Early follow-up is also vital to preventing readmissions. Carroll and Brinker make sure patients leave the hospital with a follow-up visit scheduled within a week of discharge with their primary care physician, cardiologist or heart failure nurse practitioner. They also make follow-up phone calls to patients during the first week they are home to review instructions and troubleshoot any problems that arise.
Heart failure patients often take multiple medications, which can be difficult to keep track of through transitions from care in the hospital to home. To detect and resolve potential discrepancies, the Heart Failure team provides general medication education to the patients in the hospital and verifies that the patient is able to get all appropriate medications at home. Nurses who care for patients at home also make sure the patient’s medications are accurate, and the team is available to follow through on concerns identified by the home nurse.

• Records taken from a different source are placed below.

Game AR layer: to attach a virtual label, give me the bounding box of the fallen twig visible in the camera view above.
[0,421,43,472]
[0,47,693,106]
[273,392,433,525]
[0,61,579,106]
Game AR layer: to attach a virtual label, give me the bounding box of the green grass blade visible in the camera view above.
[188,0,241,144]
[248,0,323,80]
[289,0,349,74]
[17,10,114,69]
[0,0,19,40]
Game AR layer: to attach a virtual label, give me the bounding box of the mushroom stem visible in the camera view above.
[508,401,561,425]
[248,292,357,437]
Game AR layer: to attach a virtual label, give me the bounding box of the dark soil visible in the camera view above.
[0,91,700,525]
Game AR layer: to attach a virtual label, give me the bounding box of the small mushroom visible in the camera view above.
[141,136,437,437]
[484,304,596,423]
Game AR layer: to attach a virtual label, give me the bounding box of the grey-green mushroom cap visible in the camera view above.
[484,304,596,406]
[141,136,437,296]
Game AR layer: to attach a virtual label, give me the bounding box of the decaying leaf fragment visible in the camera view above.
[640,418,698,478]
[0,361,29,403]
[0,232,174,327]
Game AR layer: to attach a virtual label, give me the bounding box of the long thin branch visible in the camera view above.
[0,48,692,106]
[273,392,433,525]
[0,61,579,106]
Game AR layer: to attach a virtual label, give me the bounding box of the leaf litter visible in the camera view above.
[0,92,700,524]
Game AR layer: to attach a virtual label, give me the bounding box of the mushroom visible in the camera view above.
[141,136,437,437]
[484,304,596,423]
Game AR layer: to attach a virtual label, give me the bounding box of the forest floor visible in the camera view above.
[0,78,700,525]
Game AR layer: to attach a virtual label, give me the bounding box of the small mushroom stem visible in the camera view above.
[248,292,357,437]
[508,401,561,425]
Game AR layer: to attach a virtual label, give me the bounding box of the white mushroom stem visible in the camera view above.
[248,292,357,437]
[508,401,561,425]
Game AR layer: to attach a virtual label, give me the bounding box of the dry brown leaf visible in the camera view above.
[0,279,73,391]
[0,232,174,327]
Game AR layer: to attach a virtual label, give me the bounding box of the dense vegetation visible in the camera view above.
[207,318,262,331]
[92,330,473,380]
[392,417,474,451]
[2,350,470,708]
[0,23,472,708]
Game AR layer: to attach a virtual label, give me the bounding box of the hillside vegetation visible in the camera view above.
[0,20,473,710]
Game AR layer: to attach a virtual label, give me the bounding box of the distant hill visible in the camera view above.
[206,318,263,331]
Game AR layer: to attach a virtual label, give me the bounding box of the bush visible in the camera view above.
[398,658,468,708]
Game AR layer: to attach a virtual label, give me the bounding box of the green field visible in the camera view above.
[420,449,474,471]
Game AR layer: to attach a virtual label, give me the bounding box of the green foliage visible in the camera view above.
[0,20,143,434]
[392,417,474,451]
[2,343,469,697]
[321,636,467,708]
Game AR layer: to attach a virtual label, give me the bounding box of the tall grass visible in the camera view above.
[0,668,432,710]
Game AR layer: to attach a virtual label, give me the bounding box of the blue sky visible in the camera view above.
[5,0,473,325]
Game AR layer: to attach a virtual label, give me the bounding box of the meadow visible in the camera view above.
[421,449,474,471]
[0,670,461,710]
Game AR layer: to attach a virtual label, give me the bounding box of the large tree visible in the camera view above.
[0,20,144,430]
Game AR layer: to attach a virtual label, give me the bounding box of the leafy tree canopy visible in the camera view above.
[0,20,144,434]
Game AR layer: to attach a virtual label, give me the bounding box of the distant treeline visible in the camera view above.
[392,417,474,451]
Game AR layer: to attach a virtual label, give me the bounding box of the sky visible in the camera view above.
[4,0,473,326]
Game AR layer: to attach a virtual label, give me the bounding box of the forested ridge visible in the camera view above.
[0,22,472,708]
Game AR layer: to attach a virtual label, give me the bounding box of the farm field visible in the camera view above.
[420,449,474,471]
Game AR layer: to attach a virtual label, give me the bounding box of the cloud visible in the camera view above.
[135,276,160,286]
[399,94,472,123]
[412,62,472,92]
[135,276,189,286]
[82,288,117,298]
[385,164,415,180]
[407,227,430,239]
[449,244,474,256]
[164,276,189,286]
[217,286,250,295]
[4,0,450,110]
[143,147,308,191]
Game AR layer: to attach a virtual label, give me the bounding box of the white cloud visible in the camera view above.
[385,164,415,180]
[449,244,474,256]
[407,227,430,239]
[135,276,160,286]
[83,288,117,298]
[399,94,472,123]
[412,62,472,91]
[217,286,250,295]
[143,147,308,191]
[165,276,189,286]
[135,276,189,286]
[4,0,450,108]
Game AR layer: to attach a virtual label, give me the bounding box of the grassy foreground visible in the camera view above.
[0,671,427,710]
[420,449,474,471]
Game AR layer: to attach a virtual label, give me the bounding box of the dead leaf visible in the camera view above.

For older patients at highest risk of post-discharge complications, the coordinators collaborate with a new UCSF program called Geriatric Transitions, Consultation and Comprehensive Care (GeriTraCCC). GeriTraCCC’s medical director makes house calls and works with home care providers to manage issues, such as cognitive problems or difficulty sticking with medications, that can complicate care.
When the Moore grant ended last year, UCSF Medical Center chose to continue the program because of its dramatic success.
“I’m ecstatic with the program's accomplishments so far and hope eventually to reduce readmission rates to single digits,” Rago said.